As their names imply, the Stabilization Fund will help smooth petroleum revenues, while the Heritage Fund will be an inter-generational savings fund. The Minister of Finance will be responsible for overall management of the funds, but the Central Bank will be responsible for the day-to-day operations. If this setup sounds familiar, it’s because this is pretty much a carbon copy of the Norwegian design: the NBIM manages the money (Central Bank) and the GPF-G has oversight for policy (Ministry of Finance).
In Ghana’s case, the Central Bank will be constrained in its investment options. Basically, the new SWFs can only invest the assets in investment grade fixed income securities (although the Act does offer quite a bit more detail as to what that actually means). This reminds me of the approach adopted by Timor-Leste, which decided to start slow (with fixed income) and diversify over time (which it is doing now). It’s a sensible way to go about things, as top notch institutional investors do not emerge overnight.

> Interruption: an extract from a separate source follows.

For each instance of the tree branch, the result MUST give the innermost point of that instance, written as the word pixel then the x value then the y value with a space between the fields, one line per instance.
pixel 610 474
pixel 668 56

And yet, while the Act is quite sophisticated and solid, it has not been without controversy. For example, there is a provision that allows the government to borrow against the oil assets in the funds. That’s not something I would have included because it reduces the disciplining effect the funds should have on politicians’ spending habits. In short, while the Act does a good job of defining what the fiscal rules are for fund contributions and withdrawals, the ability to borrow unconstrained money (even if it is backed by a highly constrained, rule-bound SWF) undermines the power of the SWF’s rules and governance practices.
In addition, many were against the Heritage Fund, on the grounds that the country faces serious developmental challenges that require capital investment today. And it’s a fair point. I’ve noted before that (setting aside capacity constraints and Dutch Disease) there is a very good case to spend the money on domestic infrastructure with lasting economic benefits for developing countries.
Whatever the case, all credit to Ghana for taking some initial steps to prevent the resource curse. But there are many more steps to come. Next up on the agenda: implementation and operation.